Outre l’aspect professionnel, les relations avec d’autres acteurs du milieu font aussi partie des raisons fortes de l’exode. La streameuse suisse la plus connue, BagheraJones, l’explique dans une interview accordée au streamer Zack Nani. Elle a rencontré en ligne des joueurs français et cela l’a « motivée à bouger ». « Au départ, je devais partir trois mois et finalement je suis restée », déclare la Neuchâteloise, qui a créé de forts liens avec des créateurs à Montpellier. Autre élément logistique majeur, beaucoup de grands événements se déroulent en France.

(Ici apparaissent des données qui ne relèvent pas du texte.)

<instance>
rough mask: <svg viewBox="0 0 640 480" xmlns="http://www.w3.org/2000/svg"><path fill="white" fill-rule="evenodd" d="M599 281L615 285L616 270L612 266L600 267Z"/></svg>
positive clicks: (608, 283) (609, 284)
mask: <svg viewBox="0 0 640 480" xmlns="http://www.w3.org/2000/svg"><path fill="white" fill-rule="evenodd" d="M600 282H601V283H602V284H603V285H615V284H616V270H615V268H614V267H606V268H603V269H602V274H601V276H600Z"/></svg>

Le paysage du streaming suisse connaît d’autres limites structurelles. Par exemple, certaines plateformes, comme TikTok, n’offrent pas de possibilité de rémunération dans plusieurs pays, dont la Suisse. Ces programmes sont limités à certains pays, notamment parce qu’ils dépendent du marché publicitaire et des réglementations locales. Les créateurs helvètes doivent alors partir ou utiliser un compte bancaire étranger pour monétiser leur contenu.
Une association pour développer le streaming en Suisse
Il y a quatre ans, Yago a décidé de cofonder l’Association des streamers suisses dans le but « d’offrir une vitrine au streaming suisse ». Il explique vouloir réunir les créateurs du pays pour s’entraider et collaborer sur divers projets, en ligne ou hors ligne. « Il faut qu’on se soutienne. En France, il y a des structures pour les créateurs qu’on n’a pas en Suisse », détaille le Chaux-de-Fonnier.
« Créer du contenu sur Internet, c’est un marathon. »
Yago Fernandez, alias LeGoyave
L’objectif du collectif est également d’aider les streamers à se professionnaliser, en proposant des masterclass. Des créateurs expérimentés partagent leurs conseils sur divers sujets comme la communication, le graphisme ou l’organisation. « On montre aux gens qu’il faut s’investir s’ils veulent réussir. Créer du contenu sur Internet, c’est un marathon », raconte Yago. Il ajoute qu’il ne faut pas se lancer avec le but d’en vivre, sous peine d’être vite dégoûté : « Le plus important, c’est la passion ! Si ça marche, tant mieux. Mais ça doit rester secondaire et être vu comme un bonus. »
Par Corentin Rais
Ce travail journalistique a été réalisé pour le cours « Atelier presse II », dans le cadre du master en journalisme de l’Académie du journalisme et des médias (AJM) de l’Université de Neuchâtel.